Despite the many legislative interventions put in place by Ghana’s Parliament, against domestic violence which reflects the global efforts in pushing for women’s rights to be recognized as human rights, there is still a high rate of such incidents being recorded. This can be partly attributed to some cultural beliefs that the man has express access to the woman or the lack of knowledge on these laws that make the acts illegal and punishable.
According to an article published on NCBI, Statistics in Ghana indicate that 33–37 % of women have ever experienced domestic violence in the form of intimate partner violence in their relationship. Even in schools, research has shown that 14 and 52 % of girls are victims of sexual abuse and gender-based violence respectively.

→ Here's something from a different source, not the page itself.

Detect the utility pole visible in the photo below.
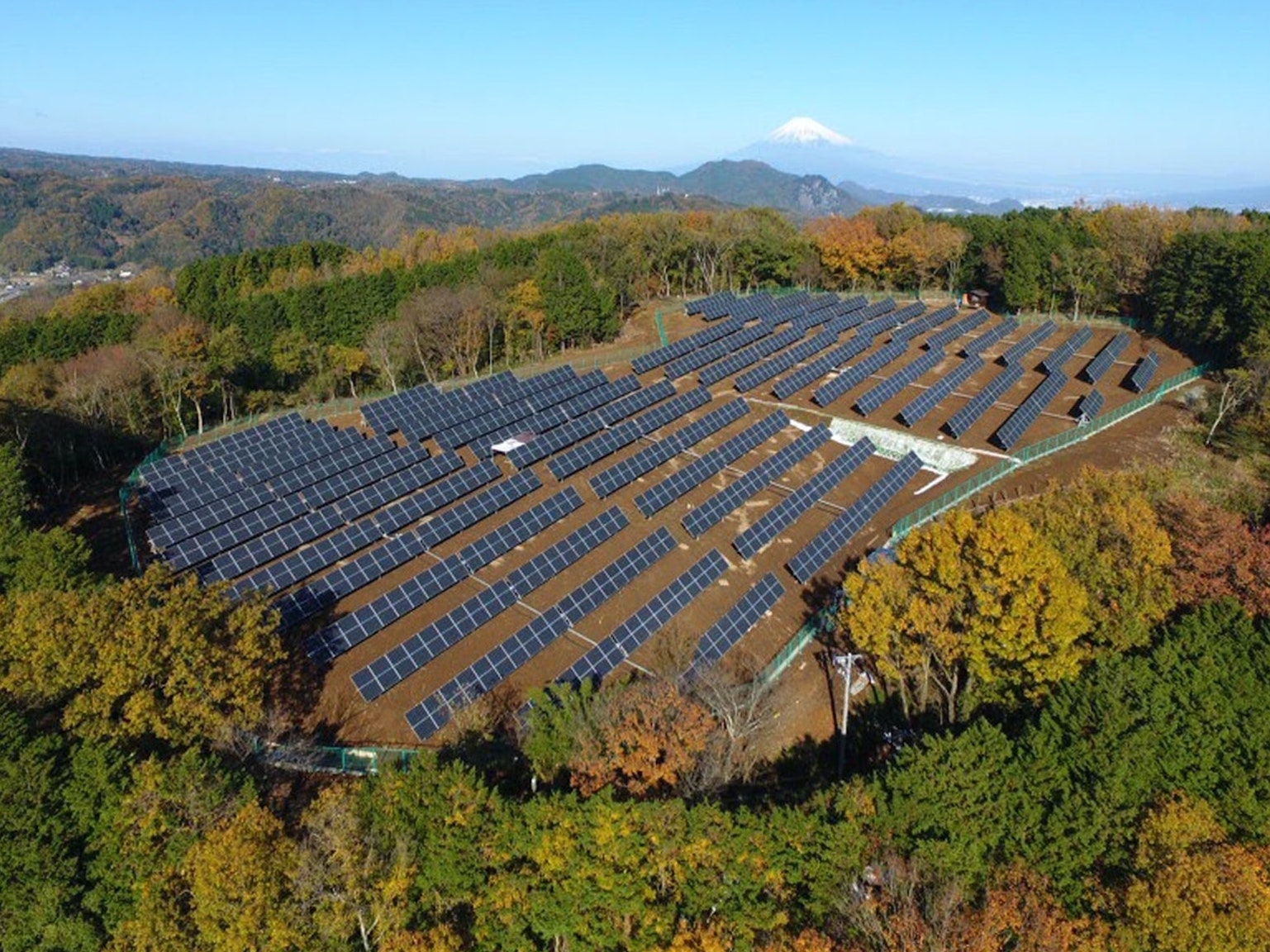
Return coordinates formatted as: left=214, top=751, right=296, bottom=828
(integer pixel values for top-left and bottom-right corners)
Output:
left=833, top=653, right=865, bottom=781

These estimates may be far less than what persists, as violence against women and girls remain a largely hidden problem (sensitive issue) that only a few females dare to openly confess.
In February this year, there was outrage over findings of a sex scandal that rocked a senior high school in the Ashanti Region. This particular incident led to three teachers and non-teaching staff who was an accountant dismissed by the GES, while four others were transferred.
This is just a fraction of many of such cases. At what point do we recognize that these are social vices that need to be critically looked at. Looking at how vulnerable women are, enacting laws to protect women’s rights and outlaw violence against women and girls is enough. We must take a cue from countries implementing strict laws against sexual violence and do the same here to save as deterrents.